Everyone is talking about ‘smart’ technology, which over time is changing many aspects of our personal and professional lives. In a ‘smart’ home, many electronic devices are interconnected in one controllable network, enabling residents to interact with their homes like never before and offering greater security, convenience, personalization and energy savings.

In the refining industry, automation and advanced control are also the name of the game – and the Suncor Edmonton Refinery is an industry leader in process automation and optimization. 

Running a ‘smart refinery’ requires three things:

  • knowing exactly what the refinery is doing at any moment; 
  • comparing that information to what the refinery is expected to do and understanding the differences; and 
  • then predicting the impact of process changes all aimed at making the best decisions for future operations. 

Through automation, innovative technologies and optimization, the refinery can develop and implement solutions to maximize safety, reliability, efficiency, product quality and environmental performance.

“The term ‘automation’ can cover applications ranging from a household thermostat controlling a furnace to a large industrial control system with tens of thousands of input and output signals,” says Dian Wang, process automation manager, Edmonton Refinery. “At the refinery, we use best-in-class safety controllers to run our plant-wide safety systems - ranging from critical equipment monitoring to providing automatic refinery shut-down in the event of an emergency.”

The entire refinery is also automated with control systems that connect more than 60,000 input/output points to the process units.

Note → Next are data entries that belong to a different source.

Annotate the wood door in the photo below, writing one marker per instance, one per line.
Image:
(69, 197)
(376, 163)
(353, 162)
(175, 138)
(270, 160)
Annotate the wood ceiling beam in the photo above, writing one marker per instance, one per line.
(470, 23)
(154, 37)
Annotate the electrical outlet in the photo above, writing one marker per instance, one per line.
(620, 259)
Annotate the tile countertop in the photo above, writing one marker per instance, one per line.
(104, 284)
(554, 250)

The state-of-the-art advanced analyzers provide ‘real time’ process measurements for a vast variety of conditions and product compositions.

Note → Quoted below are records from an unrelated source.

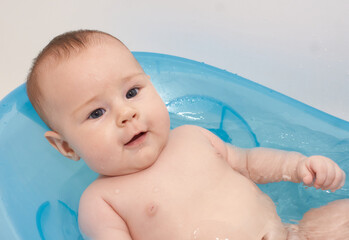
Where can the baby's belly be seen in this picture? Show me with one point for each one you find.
(234, 209)
(240, 212)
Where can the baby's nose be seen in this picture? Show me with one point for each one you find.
(126, 115)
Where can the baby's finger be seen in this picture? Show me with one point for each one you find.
(330, 178)
(320, 176)
(339, 181)
(305, 175)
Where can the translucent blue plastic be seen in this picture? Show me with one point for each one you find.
(40, 189)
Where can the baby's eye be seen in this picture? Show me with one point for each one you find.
(132, 93)
(96, 113)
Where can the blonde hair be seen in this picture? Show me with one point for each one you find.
(60, 47)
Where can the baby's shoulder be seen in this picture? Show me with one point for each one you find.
(96, 189)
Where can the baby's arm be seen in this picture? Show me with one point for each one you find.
(98, 220)
(263, 165)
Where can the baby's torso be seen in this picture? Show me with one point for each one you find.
(192, 193)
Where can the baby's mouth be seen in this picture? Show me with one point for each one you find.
(136, 138)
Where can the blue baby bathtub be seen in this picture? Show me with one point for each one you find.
(40, 189)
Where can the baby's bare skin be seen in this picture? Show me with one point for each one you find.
(190, 192)
(157, 184)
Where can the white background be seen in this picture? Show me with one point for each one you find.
(297, 47)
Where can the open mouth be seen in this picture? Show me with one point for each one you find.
(136, 139)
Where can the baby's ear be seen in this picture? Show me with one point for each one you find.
(56, 140)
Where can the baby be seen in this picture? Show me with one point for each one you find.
(154, 183)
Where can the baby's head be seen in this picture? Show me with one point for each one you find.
(101, 106)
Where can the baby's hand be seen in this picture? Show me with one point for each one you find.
(321, 172)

Extensive personnel training in computer simulation labs ensure our operations team are fully trained and competent to run the complex process units. In addition, the refinery automation team designs the strategies behind the technology that helps us safely and reliably process crude oil while meeting environmental regulations and customer commitments.

“We run a complex refinery that processes extremely challenging and varied crudes through several interconnected process units,” adds Dean Hawthorne, engineering director, Edmonton Refinery. “The technologies help us safely optimize our operations, but at the end of the day, it’s the talented employees who develop and use the technologies that really make our refinery ‘smart’.